Be Careful What You Wish For
I believe that I should be careful for what I wish for. Even though when I wished for something it didn’t come true right away. But sometimes it comes true later down the road, when you least expect it to happen.
In every relationship people argue and disagree about certain things. My parents would disagree on things and they could get loud with each other, but they would never do that in front of me. If they had a problem, they never wanted me to know about it or hear about it. When it was bed time, sometimes I wouldn’t be tired, so when mom and dad would tuck me in bed to go to sleep I would only pretend I was falling asleep. When they would shut the lights off and close my door, I would sit up in my bed and play with either my dolls or my stuffed animals. When mom and dad thought I was asleep, that’s when they would try and work out their problems but sometimes they would get loud with each other about the situation. When I would hear this I would lie down, hold on to my favorite stuffed animal, and wished my parents didn’t live together anymore, so the arguing would stop and everyone could be happy again. Then I would cry myself to sleep.
Years later when I got older I understood that it’s okay if people disagree about things and its okay if they fight once in a while. But I noticed that things started to change around the house. My parents would talk less to each other, didn’t go to as many places together, and they started to eat dinner at different times instead of all together like we’d always done.
About four years ago, I noticed huge changes like my mom and dad would always go in their room and try to work things out. No matter how long they stayed in their room and talk about things, it seemed like nothing was working.
Three years ago my wish as a little kid came true. My parents actually got a divorce. Out of all the wishes I wished for and all the things I prayed for, why did the one wish I thought would never come true actually come true? Sometimes I think that if I didn’t wish for my parents to get a divorce, it would have never happened.

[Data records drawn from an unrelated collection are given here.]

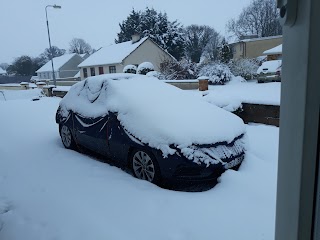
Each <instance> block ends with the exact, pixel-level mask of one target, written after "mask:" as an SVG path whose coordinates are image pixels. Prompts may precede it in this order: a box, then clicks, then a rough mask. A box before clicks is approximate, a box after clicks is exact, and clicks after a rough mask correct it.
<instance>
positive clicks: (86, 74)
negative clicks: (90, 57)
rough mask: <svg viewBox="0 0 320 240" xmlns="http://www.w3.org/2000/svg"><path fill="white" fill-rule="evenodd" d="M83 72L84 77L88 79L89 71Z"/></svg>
mask: <svg viewBox="0 0 320 240" xmlns="http://www.w3.org/2000/svg"><path fill="white" fill-rule="evenodd" d="M82 70H83V77H84V78H87V77H88V71H87V69H86V68H84V69H82Z"/></svg>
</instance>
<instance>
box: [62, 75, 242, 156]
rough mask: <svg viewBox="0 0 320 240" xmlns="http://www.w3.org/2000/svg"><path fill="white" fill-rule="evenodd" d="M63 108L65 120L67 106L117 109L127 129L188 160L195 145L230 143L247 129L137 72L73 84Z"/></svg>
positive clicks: (84, 110) (83, 115)
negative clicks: (186, 156)
mask: <svg viewBox="0 0 320 240" xmlns="http://www.w3.org/2000/svg"><path fill="white" fill-rule="evenodd" d="M60 107H61V115H62V117H65V118H66V117H67V115H68V110H71V111H73V112H76V113H78V114H80V115H82V116H84V117H89V118H96V117H100V116H104V115H106V114H108V112H114V113H117V116H118V120H119V121H120V123H121V125H122V126H123V128H124V129H125V130H126V131H128V132H129V133H130V134H132V135H133V136H135V137H136V138H138V139H139V140H140V141H141V142H143V143H145V144H148V145H149V146H150V147H153V148H156V149H160V150H161V151H162V153H163V155H164V156H167V155H168V154H174V153H175V152H176V150H175V149H174V148H172V146H175V147H177V148H179V149H181V150H182V151H181V152H183V153H186V155H188V154H189V156H188V158H190V152H191V154H192V149H193V148H194V146H195V145H203V144H215V143H218V142H226V143H230V142H232V141H233V140H234V139H235V138H237V137H239V136H240V135H241V134H243V133H244V132H245V126H244V124H243V121H242V120H241V119H240V118H239V117H237V116H235V115H234V114H232V113H230V112H227V111H225V110H223V109H220V108H218V107H216V106H214V105H212V104H209V103H207V102H205V101H204V100H202V99H201V98H199V97H198V96H192V95H190V94H189V93H187V92H185V91H183V90H181V89H178V88H176V87H173V86H171V85H169V84H167V83H163V82H162V81H159V80H158V79H157V78H153V77H147V76H143V75H138V74H105V75H100V76H96V77H89V78H87V79H86V80H84V81H81V82H79V83H77V84H75V85H73V86H72V87H71V89H70V90H69V92H68V93H67V95H66V96H65V97H64V98H63V99H62V101H61V103H60ZM170 146H171V147H170Z"/></svg>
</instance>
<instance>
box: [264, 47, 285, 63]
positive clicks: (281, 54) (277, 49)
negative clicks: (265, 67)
mask: <svg viewBox="0 0 320 240" xmlns="http://www.w3.org/2000/svg"><path fill="white" fill-rule="evenodd" d="M263 55H267V60H268V61H270V60H281V59H282V44H280V45H278V46H276V47H274V48H271V49H268V50H266V51H264V52H263Z"/></svg>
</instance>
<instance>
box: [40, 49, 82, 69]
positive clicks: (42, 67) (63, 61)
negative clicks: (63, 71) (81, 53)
mask: <svg viewBox="0 0 320 240" xmlns="http://www.w3.org/2000/svg"><path fill="white" fill-rule="evenodd" d="M75 55H78V54H77V53H72V54H64V55H62V56H60V57H55V58H53V66H54V70H55V71H57V70H59V69H60V68H61V67H62V66H63V65H64V64H66V63H67V62H68V61H69V60H70V59H71V58H73V57H74V56H75ZM50 71H52V67H51V61H48V62H47V63H46V64H45V65H43V66H42V67H41V68H39V69H38V70H37V71H36V73H38V72H50Z"/></svg>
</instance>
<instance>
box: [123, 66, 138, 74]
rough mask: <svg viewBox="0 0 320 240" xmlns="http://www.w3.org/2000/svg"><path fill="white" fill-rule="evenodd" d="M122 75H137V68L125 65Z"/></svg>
mask: <svg viewBox="0 0 320 240" xmlns="http://www.w3.org/2000/svg"><path fill="white" fill-rule="evenodd" d="M123 72H124V73H133V74H136V73H137V67H136V66H135V65H127V66H125V67H124V68H123Z"/></svg>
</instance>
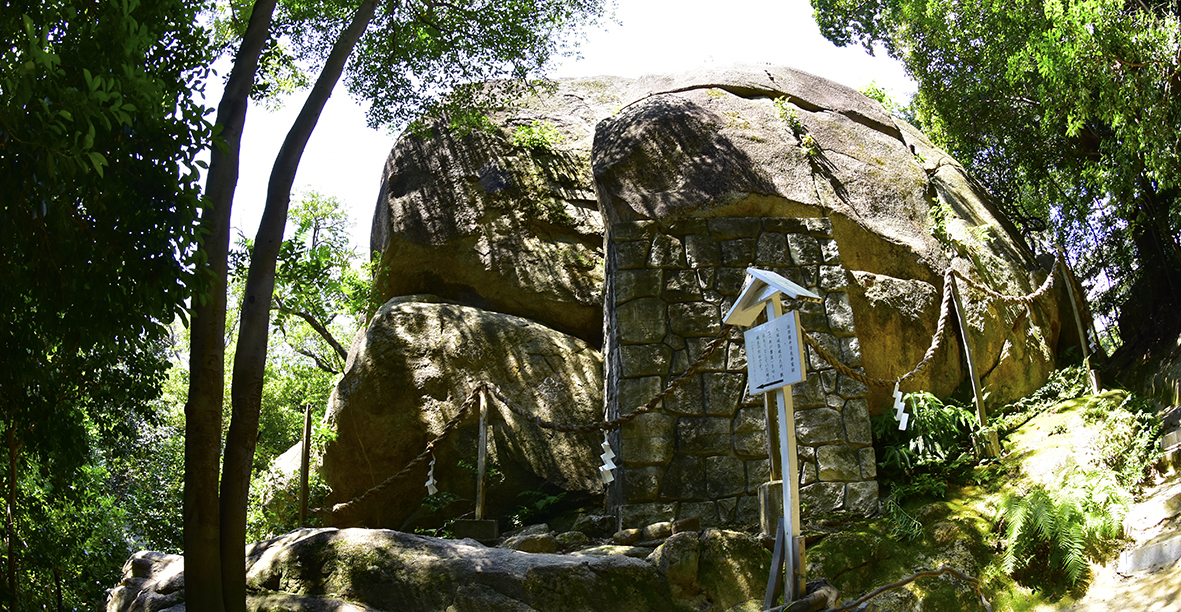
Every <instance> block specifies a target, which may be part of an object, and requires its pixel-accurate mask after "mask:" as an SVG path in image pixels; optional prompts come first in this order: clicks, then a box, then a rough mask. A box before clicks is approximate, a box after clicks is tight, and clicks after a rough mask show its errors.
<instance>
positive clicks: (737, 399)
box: [703, 372, 746, 417]
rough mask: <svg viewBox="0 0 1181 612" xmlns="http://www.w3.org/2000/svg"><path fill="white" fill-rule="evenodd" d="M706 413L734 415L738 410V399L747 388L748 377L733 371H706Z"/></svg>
mask: <svg viewBox="0 0 1181 612" xmlns="http://www.w3.org/2000/svg"><path fill="white" fill-rule="evenodd" d="M703 378H704V380H705V414H706V415H707V416H716V417H732V416H733V415H735V412H736V411H737V410H738V401H739V399H740V398H742V393H743V390H744V389H745V388H746V377H745V375H740V373H732V372H706V373H705V375H703Z"/></svg>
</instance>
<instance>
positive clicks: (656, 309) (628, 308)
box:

Now my parents are apart, and neither one of them are happy. They both are seeing other people now, but I notice that they miss each other a lot and they notice that them not being together still to this day it hurts me and my little brother a lot. I hate it that my parents aren’t together and now I wish that they were still together. Now I am careful about what I wish for, because even though it might not happen right away, it doesn’t mean it won’t ever come true.